Dès lors, il serait intéressant de faire le point des attitudes des grandes puissances face aux menaces existentielles qui pèsent sur Israël. Naturellement, et bien que l’histoire ne se répète pas, il est instructif de voir ce qui s’est passé depuis la création de l’Etat d’Israël.

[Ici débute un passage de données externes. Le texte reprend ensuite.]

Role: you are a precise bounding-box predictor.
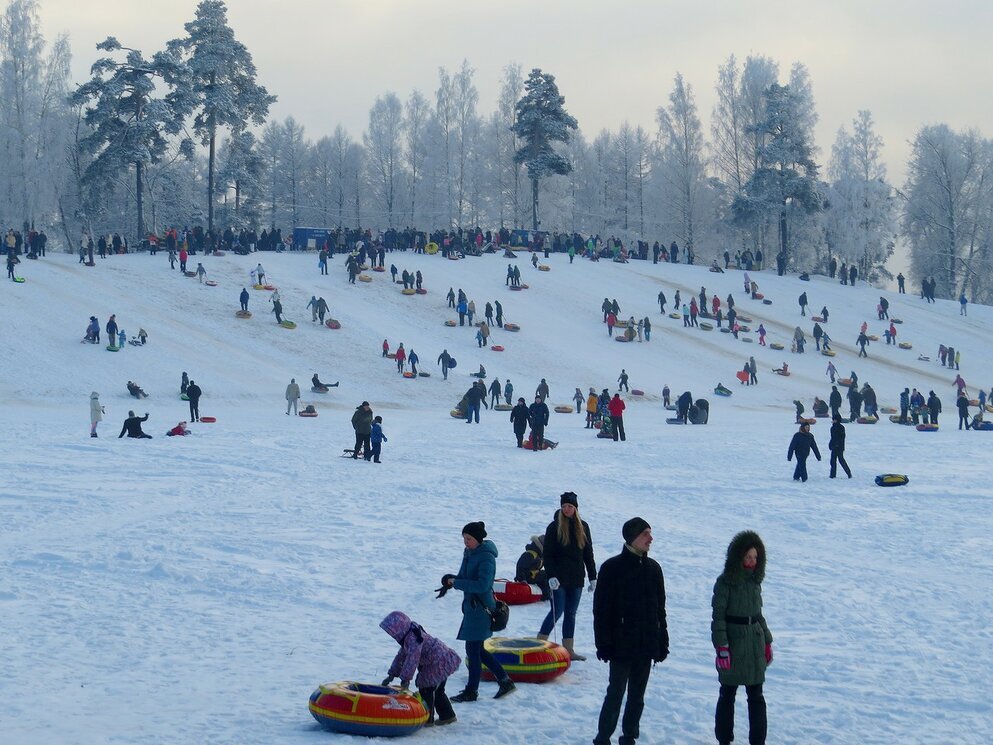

Les Etats-Unis, alliés fidèles et irremplaçables, n’ont jamais mis en question leur propre sécurité pour défendre Israël. Certes, depuis les menaces iraniennes, l’Administration Bush a promis qu’elle défendra Israël en cas d’attaque nucléaire de l’Iran. Sans préciser si cela interviendra avant ou après la frappe ce qui, on le reconnaîtra facilement, ne constitue pas une vraie garantie de survie pour Israël. Mais, soit, il y a une garantie. L’histoire, malheureusement, n’est pas là pour prouver la solidité de cette garantie. Cinq exemples édifiants :
a. En 56 (Suez, aventure franco-anglo-israélienne), Eisenhower n’hésita pas à menacer les trois protagonistes des foudres nucléaires (comme Khrouchtchev et Boulganine) pour arrêter la campagne et imposer à Israël de rendre le Sinaï (une première fois ...) car il ne voulait pas que le barrage d'Assouan soit fait par les Soviétiques ;
b. En 67 (cela commença par la fermeture du Détroit du Tiran) on se focalisa sur De Gaulle qui disait qu'il «n'était pas aux affaires quand la France a garanti à Israël, après 56, la libre circulation dans le Détroit» et on oublia que Johnson avait dit "qu'il ne trouvait pas la lettre de garantie signée par Eisenhower pour arrêter la guerre de 56"... heureusement la guerre ne dura que six jours, temps trop court pour imposer quoi que ce soit à Israël ;
c. En 73 quand Israël passa sur l'autre rive du Canal de Suez sur le front égyptien et se trouva à 25 km de Damas sur son front nord, Nixon (Kissinger en réalité) lui imposa l'arrêt des combats car il voulait prendre la place des Russes en Egypte, ce qui fut obtenu avec l’aide d’Anwar El Sadat ;
d. En 91, guerre contre Irak. A la fin, on tordit les poignets d'Israël pour une "conférence de Madrid" (qui conduisit à Oslo et ensuite à plus de morts israéliens en attentats palestiniens que pendant les quarante années précédentes …) car Bush (père) avait promis aux pays arabes coalisés de faire avancer la cause palestinienne ;
e. En 2003, pour les même raisons (cette fois-ci, neutralité des pays arabes "modérés") on imposa à Israël (Bush fils) la "feuille de route" sous le régime duquel on vit encore avec les résultats que l'on connaît ...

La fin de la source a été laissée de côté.